4月からリサイクル法によって更にゴミを分別しなければならなくなった。我が家では種類別にしたゴミ袋が台所を占拠している。そのゴミ袋をよけながら食事の支度をする。まったくゴミ袋様様である。

ゴミ減らし運動も本格的になってきて、生ゴミを家庭でも処理しよう動きが活発。酵素で分解して土にする機械やミミズに食べさせてゴミを分解させる容器がバカスカ売れているという。

ところがそういう官民一体の活動が効を奏し、ゴミが少なくなってきたのはいいが、困ったのは清掃局である。なんと燃やすためのゴミが予想を大きく上回って足りないのだ。折角の最新鋭のゴミ焼却炉が稼動しないまま休止する事態が続々と起こってしまっている。燃やすゴミが少ないかえってダイオキシンが発生しやすく、かといって外部の治自体からゴミを受けいるれるというのも住民感情が絡み好ましくない。

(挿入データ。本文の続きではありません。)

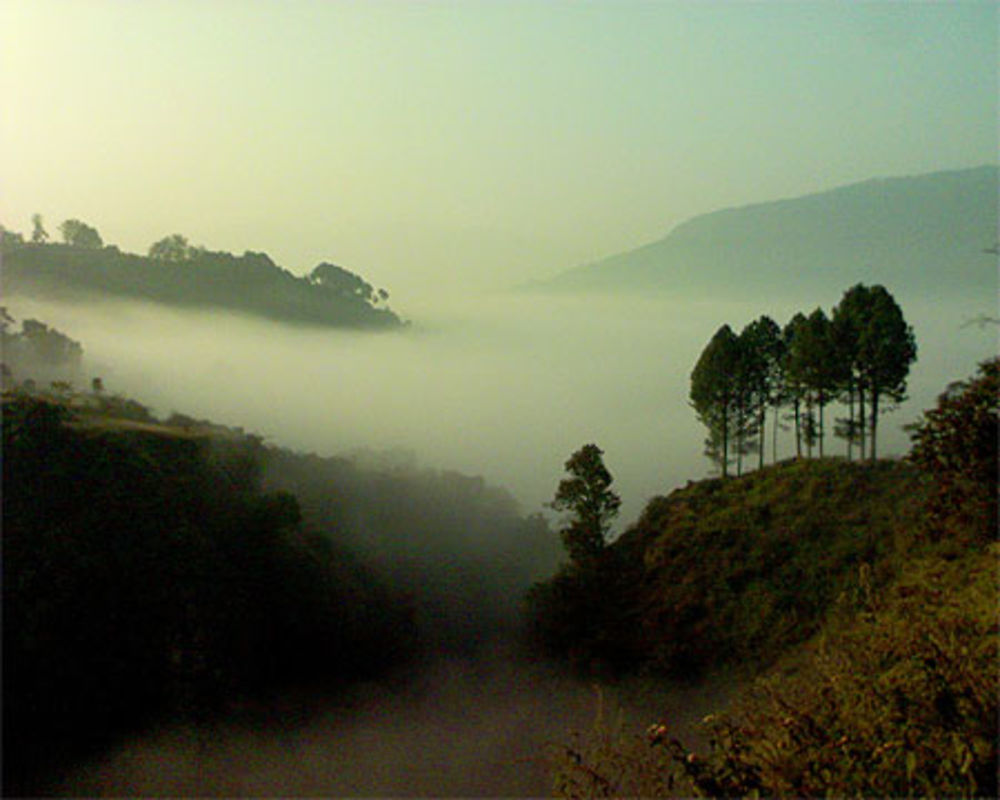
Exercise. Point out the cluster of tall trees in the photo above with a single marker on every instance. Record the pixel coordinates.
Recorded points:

更に困るのは、例えば東京都の場合はゴミ焼却で発電してそれを東京電力に販売している。その収入は貴重な財源なのだ。思うように焼却計画が進まず発電量が減って深刻な事態となっているらしい。少しでもそれを解消しようと高い値段で売れる昼間に焼却炉を稼動するなど、涙ぐましい努力をしている。

そもそも、大量に生じたゴミを大量に焼却するという発想が間違っている。自然の営みの中で焼却という作業は存在しない。たまに落雷で木が燃える程度。自然界は焼却を歓迎していないのだ。埋め立てに使うのは焼却よりはまし。自然界でも不要物は海に流れ出て堆積するからだ。

大地からもらったものは大地に返す。世の中のゴミが右肩上がりで増えるとはもう考えられない。大焼却炉主義の焼却路線はもう脱却して、ごみの発生を抑制する社会をめざすべき。